Dabei handelt es sich um ein öffentliches, gemeinnütziges Projekt der NGO «MultiKultiUA» und weiteren sozialen Organisationen der Stadt Charkow, das die Förderung und Erhaltung der kulturellen Werte und Traditionen der östlichen Ukraine anstrebt. Der Erlöß dieses Projekts wird anschließend verschiedenen Waisenhäusern und karitativen Fonds der Ukraine übergeben.

Das Festival soll, nach den Plänen der CharkowerPhilharmonie, von 2014 an alljährlich in Charkow, der wissenschaftlichen und kulturellen Hauptstadt der Ukraine, stattfinden.

Die Charkower Philharmonischen Gesellschaft, 1929 gegründet, ist eine der ältesten Konzertorganisationen innerhalb der Ukraine. Das Gebäude der Philharmonie – architektonisch eine absolute Sehenswürdigkeit, gilt als das herausragende kulturelle Zentrum der Stadt. Es bot unter anderem Pjotr ​​Tschaikowski, Sergei Rachmaninoff, Feodor Schaljapin und vielen anderen bekannten Künstlern einen Platz, ihr Können zu zeigen. Hier verbrachte beispielsweise auch der berühmte Fotograf Alfred Fedetskiy verbrachte seine Schaffenszeit,  die erste ukrainische Filmaufführung wurde hier im Jahre 1896 gegeben, sowie im Jahre 1929 die erste ukrainische Radiosendung ausgestrahlt.

 

Die Charkower Philharmonie zeigt sich, als eine der führenden Konzertorganisationen der Ukraine, als aktiver Förderer der klassischen und zeitgenössischen Musik, und trägt dabei in großem Maße zur ästhetische Erziehung junger Menschen bei, und liefert damit einen wesentlichen Beitrag zum Erhalt und der Förderung der kulturellen Schatzkammer der Ukraine.

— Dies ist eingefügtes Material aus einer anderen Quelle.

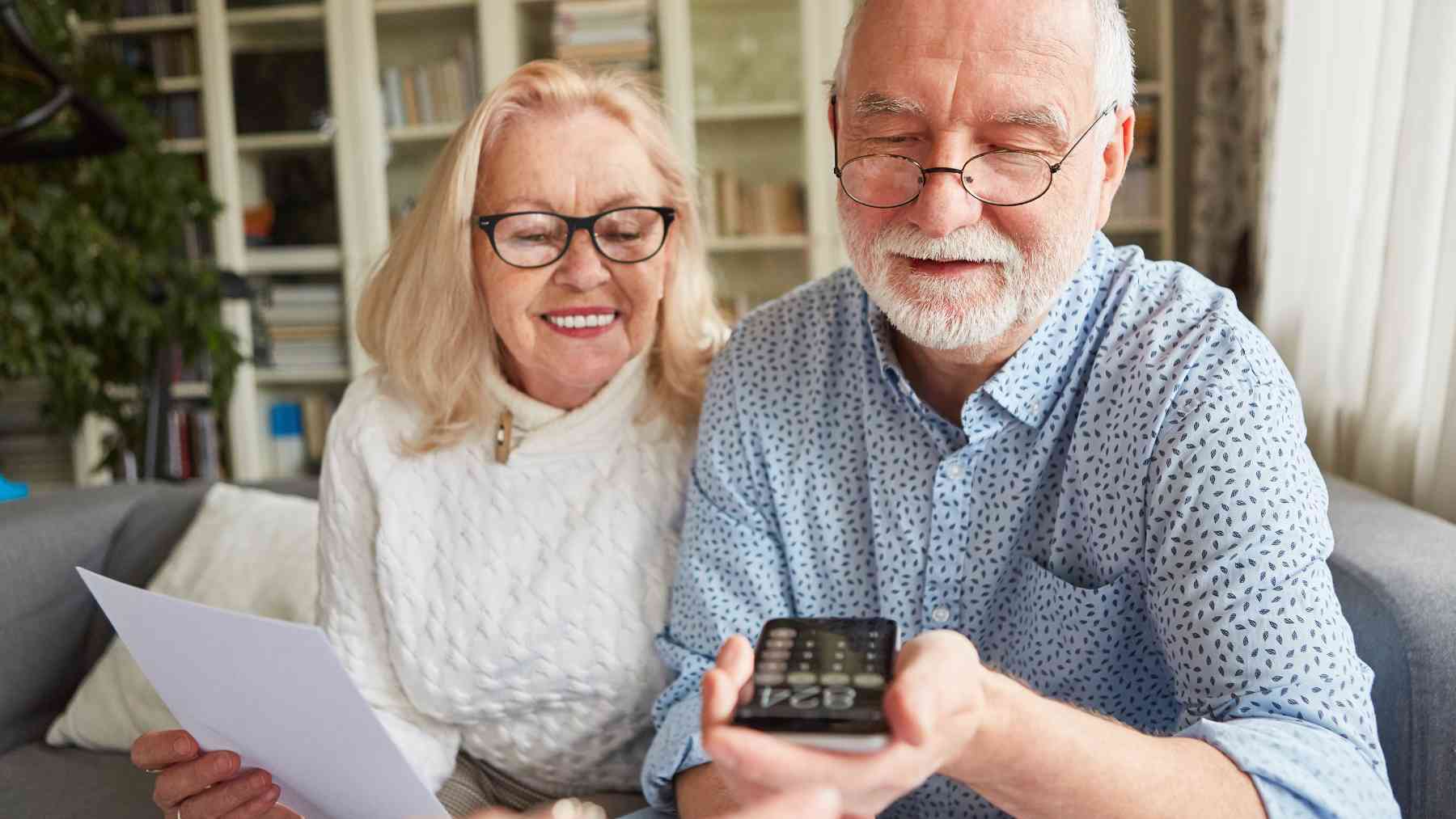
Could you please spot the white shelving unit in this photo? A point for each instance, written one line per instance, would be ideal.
(376, 169)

A cappella (a cappella-Gesang) (ital. “A cappella”: «wie in der Kapelle») ist ein polyphoner Chorgesang ohne Instrumentalbegleitung. Der Begriff tauchte erstmals im späten siebzehnten Jahrhundert auf, und stand in der Regel im Kontext der Durchführung von Gottesdiensten im päpstlichen Rom, vornehmlich in der Sixtinischen Kapelle. In einem weiteren Sinne bezeichnet «a cappella» schlicht einen Gesang ohne musikalische Begleitung.

Der A cappella Gesangsstil hat sich in der Renaissance, vornehmlich zurückgehend auf einige Komponisten, darunter Madrigale, zu einer säkularen Kunstform entwickelt.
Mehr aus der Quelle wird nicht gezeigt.